๑۩۞۩๑ İlim Dünyası Online Dergi Dünyası ๑۩۞۩๑ => Diğer Yazılar => Konuyu başlatan: Zehibe üzerinde 21 Ağustos 2011, 09:28:09



Konu Başlığı: Kardeş Mektuplar
Gönderen: Zehibe üzerinde 21 Ağustos 2011, 09:28:09
Kardeş Mektuplar


Nisan 2009 - 124.sayı

Ahmet BİRLER kaleme aldı, DİĞER YAZILAR bölümünde yayınlandı.

Sevgili Dostum,

Geride bıraktığımız Safer ayı için “celâl ayıdır” derler. İnsanın bu ay içinde türlü dertlerle tanışması, bazı kederleri sırtlanması, bir takım imtihanları geçmesi gerekebilir. Allah uzun ve hayırlı ömür versin, validem bu ay içinde sadaka vermek icap ettiğini söylerdi.
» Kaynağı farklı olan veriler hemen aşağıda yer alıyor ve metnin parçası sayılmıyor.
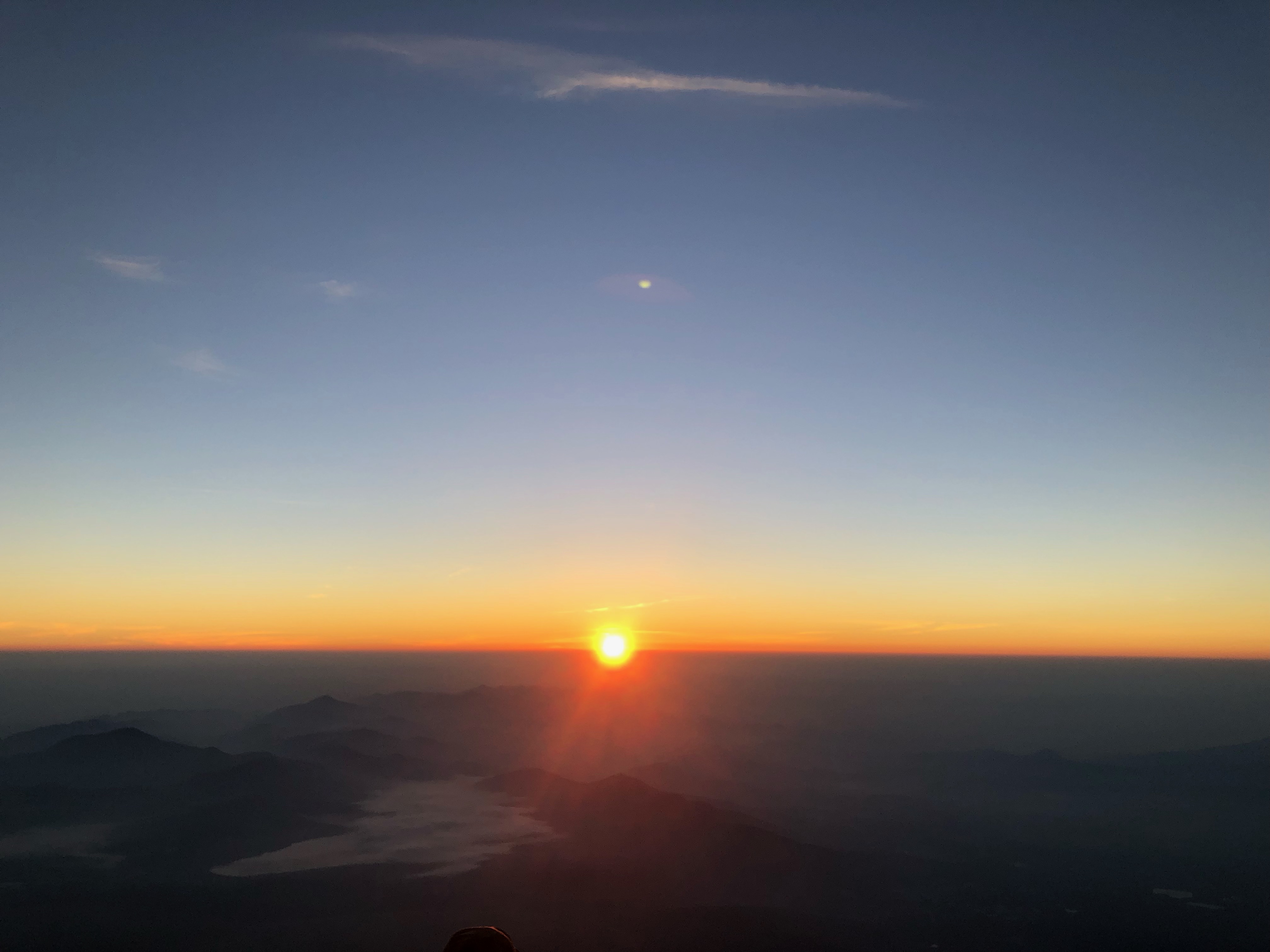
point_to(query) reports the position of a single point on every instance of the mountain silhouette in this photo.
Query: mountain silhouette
(125, 757)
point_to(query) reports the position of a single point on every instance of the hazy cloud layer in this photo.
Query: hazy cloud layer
(205, 364)
(135, 268)
(646, 289)
(337, 290)
(558, 74)
(448, 823)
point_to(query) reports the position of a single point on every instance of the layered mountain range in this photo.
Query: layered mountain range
(577, 819)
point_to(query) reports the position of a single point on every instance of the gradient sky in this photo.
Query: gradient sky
(321, 326)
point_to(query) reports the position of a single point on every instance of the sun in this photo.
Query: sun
(614, 649)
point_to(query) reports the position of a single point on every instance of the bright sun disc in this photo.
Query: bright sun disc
(614, 649)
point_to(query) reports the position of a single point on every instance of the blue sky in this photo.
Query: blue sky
(973, 303)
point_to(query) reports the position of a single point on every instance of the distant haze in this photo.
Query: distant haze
(1083, 706)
Ardından gelen Rebiulevvel ayı da serâpa cemal, Hazreti Fahr-i Kainat’ın mübarek doğumlarına yuva olmuş bir kutlu aydır. Bir Allah dostu bu ay için, bu aydaki Mevlid-i Nebi için öyle dermiş: “Bu ay, bu mübarek gün için yapılacak en güzel ibadet çok mutlu olmaktır.” Fakir, idrakle harmanlanmış olan bir mutluluğun, şükrün üst düzeyde bir ifadesi olduğuna dair bir işaret görüyorum bu sözde. Ulvi ve yüce hatlarla çevrelenmiş mutluluk, kalbi terbiye eden ve ona irtifa kazandıran çile gibi bir ibadet, hatta sahibini seyr ettiren bir burak olabilir. Mutluluk şükrün, çile sabrın gerekçesi olursa elbette. Hatta Ebu’l Abbas Mursî hazretlerine  göre, şükür cennetliklerin hali olduğu için sabırdan daha önemli, daha değerlidir. Yani ilâhi, rabbanî renge sahip bir mutluluk, cennet ehlinin halinin dünyadaki provası gibi olmaktadır.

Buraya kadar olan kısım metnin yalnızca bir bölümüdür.